Prayoga Rendra Vendiktama dari Kemendikdasmen menambahkan bahwa pendidikan iklim harus berorientasi pada tiga pilar: pemahaman, tindakan, dan berbagi. “Setiap sekolah dapat memulai dari kegiatan kecil seperti memilah sampah dan hemat energi, yang kemudian meluas menjadi gerakan kolektif,” jelasnya.
Ibu-Ibu dan Peran Kelola Sampah
Andina Novita Tas’ang dari Kementerian Lingkungan Hidup dan Kehutanan menyebutkan bahwa pengelolaan sampah rumah tangga adalah tantangan besar. “Sampah makanan adalah penyumbang emisi gas rumah kaca terbesar. Edukasi sejak dini tentang pengurangan sampah harus melibatkan seluruh ekosistem sekolah,” katanya.
Ia menekankan bahwa gaya hidup minim sampah dapat dimulai dari rumah. “Jika setiap individu sadar dan tahu cara mengolah sampahnya, perubahan besar akan terjadi,” tambahnya.
Rahmawati Husein, Ketua LLHPB PP ‘Aisyiyah, menyoroti pentingnya Satuan Pendidikan Aman Bencana (SPAB) untuk melindungi komunitas sekolah dari bencana hidrometeorologi yang semakin sering terjadi. “Investasi pendidikan harus dilindungi dari risiko bencana. SPAB adalah wujud pemenuhan hak anak atas keamanan di sekolah,” jelasnya.
Menurutnya, kesiapan sekolah menghadapi bencana mencakup fasilitas yang aman, manajemen bencana, dan kurikulum pencegahan risiko. “Kerugian akibat bencana bisa menghancurkan inisiatif pendidikan yang telah dibangun bertahun-tahun dalam sekejap,” tegas Rahmawati.
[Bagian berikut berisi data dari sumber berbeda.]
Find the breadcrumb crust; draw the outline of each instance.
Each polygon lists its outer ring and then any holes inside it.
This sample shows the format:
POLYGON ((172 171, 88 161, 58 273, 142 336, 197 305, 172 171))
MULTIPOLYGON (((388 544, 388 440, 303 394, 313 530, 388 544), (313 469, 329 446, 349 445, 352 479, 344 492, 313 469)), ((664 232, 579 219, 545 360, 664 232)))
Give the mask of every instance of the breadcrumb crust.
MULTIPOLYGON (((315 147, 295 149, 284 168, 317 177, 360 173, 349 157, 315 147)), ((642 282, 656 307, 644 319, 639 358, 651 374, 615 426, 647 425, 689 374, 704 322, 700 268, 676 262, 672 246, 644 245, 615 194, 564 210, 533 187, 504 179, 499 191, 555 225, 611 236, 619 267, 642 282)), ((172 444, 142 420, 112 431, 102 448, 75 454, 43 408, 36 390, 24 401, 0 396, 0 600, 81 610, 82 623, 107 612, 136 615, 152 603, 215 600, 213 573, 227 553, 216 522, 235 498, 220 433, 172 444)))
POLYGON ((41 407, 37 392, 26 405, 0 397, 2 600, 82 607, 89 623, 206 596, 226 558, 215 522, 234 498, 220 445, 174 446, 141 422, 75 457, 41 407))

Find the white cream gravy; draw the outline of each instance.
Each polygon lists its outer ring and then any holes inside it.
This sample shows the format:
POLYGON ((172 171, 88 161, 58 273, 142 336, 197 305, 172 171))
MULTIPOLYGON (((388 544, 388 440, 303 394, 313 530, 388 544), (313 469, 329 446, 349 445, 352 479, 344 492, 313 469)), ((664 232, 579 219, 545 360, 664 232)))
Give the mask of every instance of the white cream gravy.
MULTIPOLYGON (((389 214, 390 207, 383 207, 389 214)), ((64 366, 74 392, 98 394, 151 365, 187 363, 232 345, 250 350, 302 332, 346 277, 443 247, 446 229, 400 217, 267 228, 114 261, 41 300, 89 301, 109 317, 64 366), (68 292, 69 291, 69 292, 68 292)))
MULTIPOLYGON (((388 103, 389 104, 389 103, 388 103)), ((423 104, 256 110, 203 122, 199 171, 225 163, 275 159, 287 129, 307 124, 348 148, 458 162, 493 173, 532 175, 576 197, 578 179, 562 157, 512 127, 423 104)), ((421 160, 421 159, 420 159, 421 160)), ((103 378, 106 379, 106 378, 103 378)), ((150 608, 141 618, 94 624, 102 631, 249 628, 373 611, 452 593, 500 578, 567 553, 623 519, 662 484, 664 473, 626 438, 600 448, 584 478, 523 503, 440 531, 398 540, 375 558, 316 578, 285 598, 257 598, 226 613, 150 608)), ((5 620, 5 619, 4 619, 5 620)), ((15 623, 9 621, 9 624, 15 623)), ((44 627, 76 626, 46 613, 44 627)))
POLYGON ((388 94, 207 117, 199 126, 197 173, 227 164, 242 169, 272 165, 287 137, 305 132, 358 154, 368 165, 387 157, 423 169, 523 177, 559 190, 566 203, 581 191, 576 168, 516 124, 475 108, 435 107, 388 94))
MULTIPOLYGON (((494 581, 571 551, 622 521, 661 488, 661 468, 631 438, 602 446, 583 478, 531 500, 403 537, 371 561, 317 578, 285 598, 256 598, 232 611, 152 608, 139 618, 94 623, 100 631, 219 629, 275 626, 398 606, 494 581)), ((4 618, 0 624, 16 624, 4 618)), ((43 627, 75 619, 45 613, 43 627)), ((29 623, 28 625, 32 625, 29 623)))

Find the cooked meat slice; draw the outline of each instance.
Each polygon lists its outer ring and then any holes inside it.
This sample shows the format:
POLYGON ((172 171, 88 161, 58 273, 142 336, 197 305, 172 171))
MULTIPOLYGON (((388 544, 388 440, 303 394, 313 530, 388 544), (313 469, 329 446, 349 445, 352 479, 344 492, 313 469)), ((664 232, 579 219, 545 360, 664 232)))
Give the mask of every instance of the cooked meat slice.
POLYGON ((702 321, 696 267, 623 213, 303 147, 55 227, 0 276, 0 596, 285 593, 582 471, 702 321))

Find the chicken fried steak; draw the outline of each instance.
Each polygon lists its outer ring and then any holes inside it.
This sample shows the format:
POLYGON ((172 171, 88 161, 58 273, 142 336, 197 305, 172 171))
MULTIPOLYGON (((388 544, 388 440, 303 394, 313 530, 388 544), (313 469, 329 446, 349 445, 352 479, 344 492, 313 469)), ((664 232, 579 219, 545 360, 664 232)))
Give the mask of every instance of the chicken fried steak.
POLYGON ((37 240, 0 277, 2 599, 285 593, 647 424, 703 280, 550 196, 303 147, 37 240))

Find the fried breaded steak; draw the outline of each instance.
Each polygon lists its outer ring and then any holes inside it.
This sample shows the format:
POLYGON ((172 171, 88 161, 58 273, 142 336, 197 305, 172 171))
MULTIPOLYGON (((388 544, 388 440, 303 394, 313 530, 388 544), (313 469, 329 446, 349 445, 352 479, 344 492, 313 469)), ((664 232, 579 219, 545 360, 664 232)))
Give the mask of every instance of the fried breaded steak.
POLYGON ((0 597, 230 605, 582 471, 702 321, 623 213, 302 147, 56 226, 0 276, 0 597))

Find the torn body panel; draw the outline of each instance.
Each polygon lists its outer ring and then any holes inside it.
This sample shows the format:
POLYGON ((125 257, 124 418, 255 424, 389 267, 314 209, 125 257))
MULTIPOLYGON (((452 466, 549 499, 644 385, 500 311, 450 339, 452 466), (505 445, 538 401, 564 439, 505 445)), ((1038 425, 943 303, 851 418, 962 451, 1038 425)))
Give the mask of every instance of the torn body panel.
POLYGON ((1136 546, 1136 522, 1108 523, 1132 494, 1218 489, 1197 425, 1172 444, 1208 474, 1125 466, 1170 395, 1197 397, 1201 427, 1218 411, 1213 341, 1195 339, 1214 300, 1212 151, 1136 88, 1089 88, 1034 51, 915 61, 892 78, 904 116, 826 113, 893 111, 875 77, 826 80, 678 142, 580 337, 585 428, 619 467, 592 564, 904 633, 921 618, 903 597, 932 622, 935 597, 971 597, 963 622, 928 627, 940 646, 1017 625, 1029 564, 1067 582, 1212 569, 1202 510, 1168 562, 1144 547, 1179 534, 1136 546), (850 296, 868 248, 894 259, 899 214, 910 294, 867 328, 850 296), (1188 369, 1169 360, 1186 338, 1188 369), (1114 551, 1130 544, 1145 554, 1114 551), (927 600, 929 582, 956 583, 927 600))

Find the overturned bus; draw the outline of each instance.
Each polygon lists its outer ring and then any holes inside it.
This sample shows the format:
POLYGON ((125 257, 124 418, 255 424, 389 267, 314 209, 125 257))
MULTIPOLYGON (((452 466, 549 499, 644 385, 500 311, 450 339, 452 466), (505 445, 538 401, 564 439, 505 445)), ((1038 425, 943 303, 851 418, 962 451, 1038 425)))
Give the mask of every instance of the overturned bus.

Panduan Praktis dari Buku Islamic Green School
Buku “Islamic Green School” dirancang sebagai panduan sistematis bagi sekolah dan pesantren untuk mengintegrasikan nilai-nilai Islam dalam praktik ramah lingkungan. Berdasarkan ajaran Al-Qur’an dan As-Sunnah, buku ini membahas langkah-langkah implementasi, tantangan, serta contoh praktik terbaik seperti penggunaan energi terbarukan dan pengelolaan limbah.
Amalia Nur Milla dan Dyah Lyesmaya, tim penulis buku, menegaskan bahwa panduan ini mengadopsi nilai-nilai ideologis Muhammadiyah. “Langkah pertama adalah melakukan penilaian awal sekolah, membentuk tim green school, dan menyusun rencana aksi lingkungan,” ujar Dyah.
Hening Parlan, Direktur Eco Bhinneka Muhammadiyah pada akhir acara, menegaskan bahwa buku ini harus melahirkan gerakan nyata. “Islamic Green School bukan hanya konsep, melainkan aksi. Keterlibatan seluruh elemen sekolah dan masyarakat sekitar adalah kunci keberhasilan,” tutupnya.